Krugman likes a proposal by Matthew Richardson and Lawrence White of New York University. “They suggest a system in which firms issuing bonds continue paying rating agencies to assess those bonds — but in which the Securities and Exchange Commission, not the issuing firm, determines which rating agency gets the business.”
It could work I guess, but I have yet to hear of any other options being discussed.
Whatever happens, it’s easy to be far too optimistic about the power of regulation to prevent another financial catastrophe once and for all. Writing in The Washington Post, columnist Robert Samuelson warns that “History counsels caution. Every financial reform, even if mostly successful, ultimately gives way to another because there are unintended consequences or unforeseen problems.”
Sheila Bair, the head of the Federal Deposit Insurance Corp., has noted that the reforms of the early 1990s, which curbed risk-taking within the banking system, perversely shifted lending to the largely unregulated “shadow banking system” – mortgage brokers, specialized lenders and “securitization.”
By definition panics are unforeseeable; it’s all too easy for regulators to fight the last war. It’s quite plausible that the next financial panic is caused by say, runaway federal debt, which becomes the iceberg that guts the Titanic market of Treasury securities.
The only financial reform that has actually prevented another financial implosion was the Glass-Steagall Act of the Great Depression, which separated investment banks from depositor banks. It was eventually removed during successive waves of deregulation from the 80’s onwards until Senator Phil Gramm put the final nail in its coffin in the late 90’s. The reinstitution of that act under its new name, the Volcker Rule (named after former Chairman of the Federal Reserve Paul Volcker) would seem a no-brainer.

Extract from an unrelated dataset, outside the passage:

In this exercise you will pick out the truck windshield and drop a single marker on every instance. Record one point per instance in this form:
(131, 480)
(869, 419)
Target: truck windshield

You would also think that higher capital requirements seem mandatory. Before Lehman imploded, banks’ capital represented about 10 percent of assets. Some would raise that as high as 15 percent, but the major side-effect of this would be reduced lending.
I remain skeptical of any regulator staffed by humans having the ability to foresee any looming crisis and be able to move swiftly enough to aver it. Which is why I favor systems rather than overseers, particularly that proposed by Harvard economist Greg Mankiw, which would require a broad class of financial institutions to sell contingent debt that can be converted to equity when a regulator deems that these institutions have insufficient capital. Voila – a self regulating system.
You can compare the Republican’s new counter-proposal to Democratic Senator Chris Dodd’s bill in The Washington Independent here. I think real reform is going to come out of this process, but regardless we need to acknowledge that we cannot legislate away all risk, and nor should we try.